New book on decadence glimpses to its own failures
Ross Douthat’s new book, “The Decadent Society: How We Became the Victims of Our Own Success,” critiques the West’s fall into decadence — and in the process, he makes a few decadent claims of his own.
A society riddled with decadence has reached “economic stagnation, institutional decay, and cultural and intellectual exhaustion,” according to Douthat, because of its material success and technological development. Simply put, the West, now in a period of extended stagnancy, has become a victim of its own success.
To Douthat, the “Götterdämmerung,” or twilight of the gods, was Apollo 11. After Apollo, we have metaphorically, and literally, stopped reaching for the stars. All has been stagnant at best, downhill at worse, since July 16, 1969. Neo-liberal politics have failed, and there is a possibility that “hope does not exist, that there is quite literally nowhere else for mankind to go.”
When Douthat mourns pre-decadent America, he also mourns a more deplorable one — one where all races weren’t equal in the eyes of the law, where endless wars were the norm, where dictatorships flourished.
Regressive responses such as the possibility of a eugenics war are technically responses to decadence, even if they are poor responses, Douthat claims: “we might be moving in a dangerous, even wicked direction, but we would be moving.”

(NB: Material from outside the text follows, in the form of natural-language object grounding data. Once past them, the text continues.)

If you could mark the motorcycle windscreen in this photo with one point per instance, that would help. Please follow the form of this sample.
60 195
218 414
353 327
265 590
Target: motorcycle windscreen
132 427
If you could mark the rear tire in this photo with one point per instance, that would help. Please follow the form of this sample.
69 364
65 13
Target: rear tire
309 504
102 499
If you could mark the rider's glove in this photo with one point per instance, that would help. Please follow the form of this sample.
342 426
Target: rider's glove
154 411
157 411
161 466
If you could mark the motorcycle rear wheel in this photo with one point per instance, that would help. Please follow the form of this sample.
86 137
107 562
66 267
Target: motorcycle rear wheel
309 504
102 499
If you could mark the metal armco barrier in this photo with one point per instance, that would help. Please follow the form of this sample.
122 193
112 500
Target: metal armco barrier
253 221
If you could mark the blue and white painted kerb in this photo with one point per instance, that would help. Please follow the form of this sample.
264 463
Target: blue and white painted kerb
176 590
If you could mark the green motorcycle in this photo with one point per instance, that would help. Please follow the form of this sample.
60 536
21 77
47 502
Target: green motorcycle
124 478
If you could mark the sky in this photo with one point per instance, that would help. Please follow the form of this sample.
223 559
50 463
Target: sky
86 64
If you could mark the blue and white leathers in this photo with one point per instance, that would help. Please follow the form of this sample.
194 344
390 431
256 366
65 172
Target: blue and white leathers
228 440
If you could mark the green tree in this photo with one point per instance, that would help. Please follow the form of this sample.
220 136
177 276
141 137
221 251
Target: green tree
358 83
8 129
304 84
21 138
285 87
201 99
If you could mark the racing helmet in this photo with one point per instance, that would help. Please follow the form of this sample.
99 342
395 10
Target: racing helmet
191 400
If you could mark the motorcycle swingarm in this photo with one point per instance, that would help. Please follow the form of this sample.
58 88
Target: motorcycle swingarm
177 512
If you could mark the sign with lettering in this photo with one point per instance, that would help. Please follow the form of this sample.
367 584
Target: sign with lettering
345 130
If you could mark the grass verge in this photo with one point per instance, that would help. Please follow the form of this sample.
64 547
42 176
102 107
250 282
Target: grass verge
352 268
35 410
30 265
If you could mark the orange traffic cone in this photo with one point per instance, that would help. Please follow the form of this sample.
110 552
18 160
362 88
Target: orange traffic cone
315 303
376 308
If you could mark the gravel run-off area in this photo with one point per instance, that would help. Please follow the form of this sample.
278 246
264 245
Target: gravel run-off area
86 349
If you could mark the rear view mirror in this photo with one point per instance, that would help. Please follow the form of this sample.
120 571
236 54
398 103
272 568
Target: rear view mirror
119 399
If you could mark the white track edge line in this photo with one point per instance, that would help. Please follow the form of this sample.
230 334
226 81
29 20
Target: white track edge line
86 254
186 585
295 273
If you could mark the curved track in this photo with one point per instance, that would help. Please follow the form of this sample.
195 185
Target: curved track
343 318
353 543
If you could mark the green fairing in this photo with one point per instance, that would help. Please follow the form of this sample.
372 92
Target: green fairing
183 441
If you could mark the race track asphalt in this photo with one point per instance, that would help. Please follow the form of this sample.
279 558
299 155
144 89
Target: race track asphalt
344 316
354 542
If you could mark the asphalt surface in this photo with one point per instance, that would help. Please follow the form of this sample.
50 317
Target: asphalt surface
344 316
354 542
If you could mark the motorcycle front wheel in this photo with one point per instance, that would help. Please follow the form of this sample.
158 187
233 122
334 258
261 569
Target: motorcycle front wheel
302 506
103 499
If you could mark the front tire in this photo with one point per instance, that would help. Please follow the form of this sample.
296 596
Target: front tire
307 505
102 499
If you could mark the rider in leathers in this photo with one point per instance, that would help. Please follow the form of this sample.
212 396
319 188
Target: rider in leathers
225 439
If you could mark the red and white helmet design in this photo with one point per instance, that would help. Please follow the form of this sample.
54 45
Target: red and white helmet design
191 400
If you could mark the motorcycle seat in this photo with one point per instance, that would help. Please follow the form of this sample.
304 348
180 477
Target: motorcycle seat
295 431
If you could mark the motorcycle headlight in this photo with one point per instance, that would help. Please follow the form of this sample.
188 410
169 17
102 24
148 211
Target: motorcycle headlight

The same can be said of intense police states that rule with neoliberal ideals, or a return to paganism. At this point, an empathetic reader should agree with Douthat that these responses are not desirable, but should perhaps disagree that this would put an end to decadence. Moral and cultural decline would intensify, so perhaps responsible readers should reject his definition of decadence.
The most significant strength of “The Decadent Society” is its audience awareness. Although Douthat is an establishment-style conservative who also writes for William Buckley’s “National Review,” he demonstrates an awareness of his more liberal readership, allowing for more effective persuasion.
Most notably, the chapter on sterility demonstrates this — the world’s richest countries aren’t reproducing at a rate that can successfully replace the existing population. Instead of using the traditional conservative and religious ethical arguments, he persuasively argues that the hypersexualiation of the 20th and 21st centuries has created a less-sexual culture. “People reacted to the social revolutions of the 1960s first by marrying less and divorcing more and having fewer children… [and even] having less sex, period,” he writes.
Ironically, one of Douthat’s signposts of decadence is the repetition and recycling of ideas, which he falls prey to himself. At one point, he uses the overabundance of superhero movies to corroborate his claim that the West has hardened its moral and cultural decline — this claim, even if true, is a less interesting version of Martin Scorsese’s critique of the copy-and-paste formula followed by many mainstream movies. In this sense Douthat’s own book can serve as an example of decadence, at least by the dictionary’s definition of “moral and culture failure,” if not by his own.